Got it, let's walk through how to mask your 0.25-degree CMORPH NetCDF data to keep only land values. I'll use Python tools since they're the most straightforward for this kind of geospatial task.

Step 1: Install Required Libraries

First, make sure you have the necessary packages installed. Open your terminal and run:

pip install xarray netCDF4 regionmask numpy
  • xarray handles NetCDF data easily
  • regionmask gives us ready-to-use land-sea masks matched to common grids
  • numpy helps with coordinate handling
Step 2: Load Your CMORPH Dataset

Start by loading your data and verifying the coordinates match what you described:

import xarray as xr

# Load the dataset
ds = xr.open_dataset("cmorph_global_daily.nc")

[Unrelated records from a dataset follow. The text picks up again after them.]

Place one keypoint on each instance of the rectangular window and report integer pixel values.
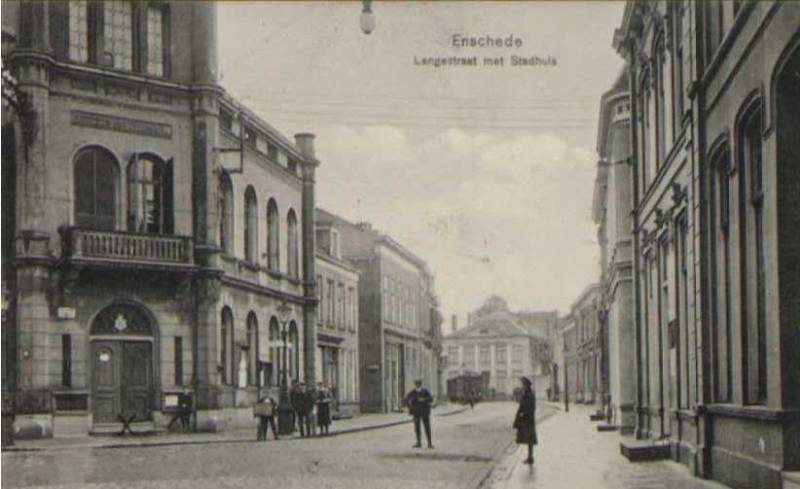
(677, 68)
(118, 34)
(753, 311)
(66, 360)
(485, 356)
(452, 356)
(331, 298)
(351, 292)
(386, 300)
(516, 354)
(79, 31)
(341, 304)
(321, 304)
(715, 30)
(155, 40)
(501, 354)
(178, 360)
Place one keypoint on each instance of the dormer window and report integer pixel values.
(126, 35)
(250, 136)
(226, 120)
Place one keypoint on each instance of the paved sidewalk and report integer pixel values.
(572, 453)
(352, 425)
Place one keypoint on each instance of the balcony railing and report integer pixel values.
(115, 246)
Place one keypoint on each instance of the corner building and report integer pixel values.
(157, 224)
(714, 97)
(611, 211)
(399, 323)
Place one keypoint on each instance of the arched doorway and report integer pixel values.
(122, 364)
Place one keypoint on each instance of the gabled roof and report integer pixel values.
(497, 324)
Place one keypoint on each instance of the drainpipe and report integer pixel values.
(636, 245)
(305, 143)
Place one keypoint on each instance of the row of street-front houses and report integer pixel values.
(696, 204)
(153, 227)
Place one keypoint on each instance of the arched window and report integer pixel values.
(659, 53)
(294, 353)
(274, 352)
(226, 360)
(149, 195)
(273, 237)
(291, 242)
(752, 252)
(95, 177)
(250, 226)
(226, 213)
(252, 349)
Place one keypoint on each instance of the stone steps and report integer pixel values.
(645, 450)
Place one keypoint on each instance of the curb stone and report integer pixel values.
(147, 444)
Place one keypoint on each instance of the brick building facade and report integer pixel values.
(157, 223)
(714, 96)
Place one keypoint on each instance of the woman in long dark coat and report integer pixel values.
(323, 410)
(525, 421)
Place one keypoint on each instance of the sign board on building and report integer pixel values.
(65, 313)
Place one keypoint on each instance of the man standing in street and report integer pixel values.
(419, 402)
(297, 396)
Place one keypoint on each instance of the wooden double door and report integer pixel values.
(122, 380)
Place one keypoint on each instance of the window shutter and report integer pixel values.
(169, 208)
(59, 28)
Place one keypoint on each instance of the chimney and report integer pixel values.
(305, 143)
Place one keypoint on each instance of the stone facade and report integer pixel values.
(611, 211)
(505, 344)
(337, 321)
(714, 95)
(399, 324)
(146, 262)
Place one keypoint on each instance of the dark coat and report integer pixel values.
(525, 421)
(419, 402)
(298, 400)
(323, 409)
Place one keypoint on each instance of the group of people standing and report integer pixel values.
(313, 406)
(311, 409)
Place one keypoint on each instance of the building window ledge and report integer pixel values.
(762, 413)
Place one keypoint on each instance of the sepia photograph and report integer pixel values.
(400, 244)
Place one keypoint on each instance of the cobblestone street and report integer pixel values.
(466, 445)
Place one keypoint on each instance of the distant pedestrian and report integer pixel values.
(525, 421)
(310, 402)
(419, 402)
(300, 406)
(323, 410)
(266, 418)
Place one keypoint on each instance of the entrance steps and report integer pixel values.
(645, 450)
(114, 429)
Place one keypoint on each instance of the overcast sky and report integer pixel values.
(485, 172)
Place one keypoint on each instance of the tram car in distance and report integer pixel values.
(468, 386)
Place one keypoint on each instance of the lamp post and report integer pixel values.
(367, 19)
(285, 411)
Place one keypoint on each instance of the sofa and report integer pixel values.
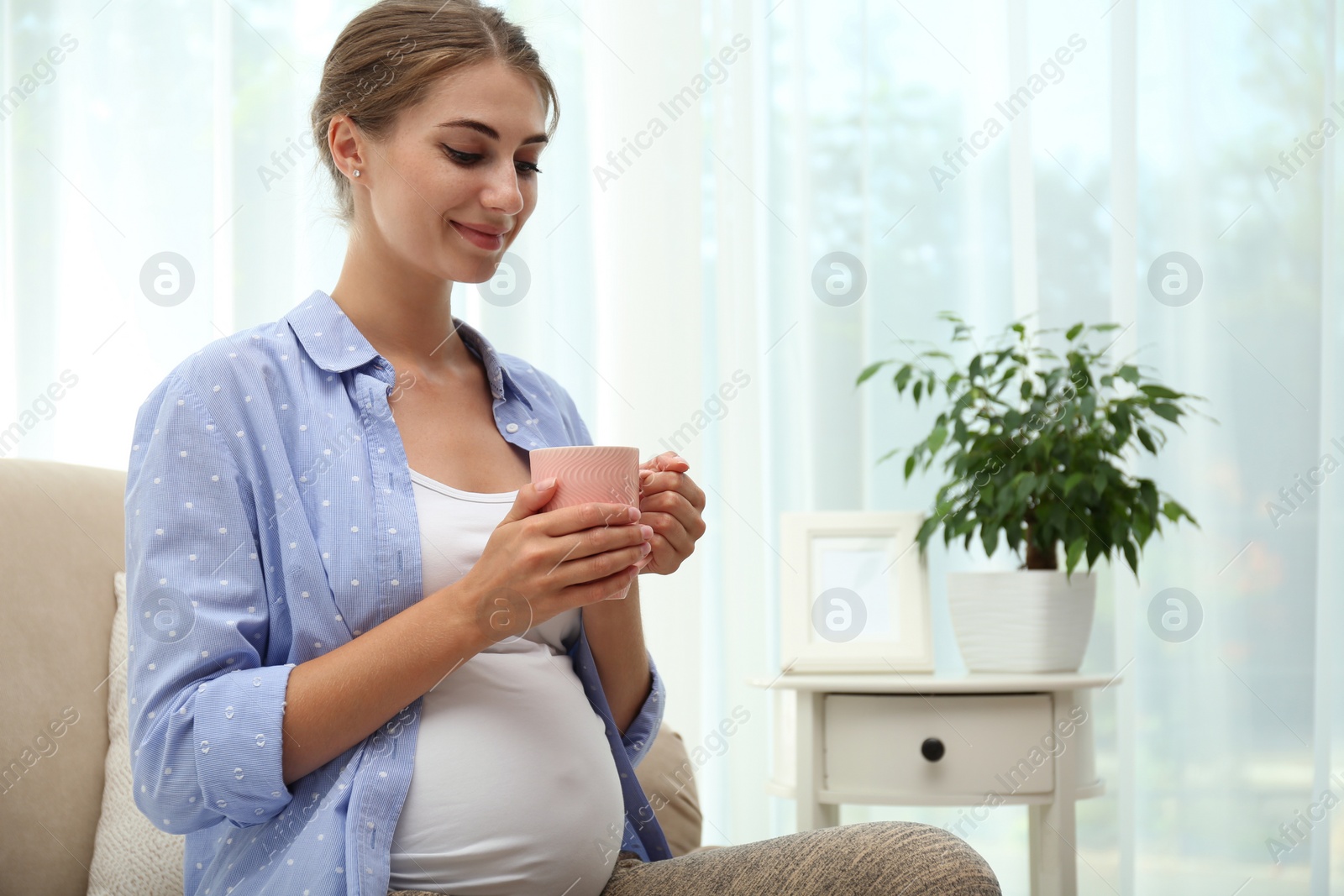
(64, 528)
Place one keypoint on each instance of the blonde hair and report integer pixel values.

# Check coordinates (should show lon: 0-360, lat: -60 to 60, 0.25-degree resolution)
print(ds.lon.values[:5])
print(ds.lat.values[:5])

Your lat dimension is marked as UNLIMITED, but xarray will still handle it normally for masking.

Step 3: Create a Land Mask Matched to Your Grid

We'll use regionmask's Natural Earth land mask, which aligns perfectly with your 0.25-degree, 0-360 longitude grid:

import regionmask
import numpy as np

# Generate the land mask: land areas get a region ID, ocean areas are NaN
land_mask = regionmask.defined_regions.natural_earth.land_110.mask(ds.lon, ds.lat)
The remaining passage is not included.